Amir Shabani
Amir Shabani

Reputation: 4207

Vim E194: No alternate file name to substitute for '#' for using '#' to find out the length of a string

I have this one-liner command, that outputs every letter of a string in a line:

❯ a="string"; for ((i=0; i<${#a}; i++)); do echo "${a:$i:1}"; done

s
t
r
i
n
g

But if I execute the same command in VIM:

:r !a="string"; for ((i=0; i<${#a}; i++)); do echo "${a:$i:1}"; done

I get the following error:

E194: No alternate file name to substitute for '#'

How can I fix this?

I'm trying to insert those lines into VIM.

Upvotes: 0

Views: 483

Answers (1)

Ingo Karkat
Ingo Karkat

Reputation: 172580

In a command-line, Vim allows certain special placeholders to refer to the current (or alternate) file name. This is useful both for Ex commands (e.g. :split #) and shell commands (e.g. :! python %).

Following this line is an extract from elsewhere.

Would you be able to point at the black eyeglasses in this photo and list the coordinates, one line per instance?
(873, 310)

As a consequence, these characters need to be escaped (by prepending a backslash) if they should be taken literally; :help cmdline-special explains this.

In your case, it's just the # that needs to be escaped:

:r !a="string"; for ((i=0; i<${\#a}; i++)); do echo "${a:$i:1}"; done

PS: If you had just followed :help E194, it would have already hinted at the fact that the # is to blame. Vim's help is really good.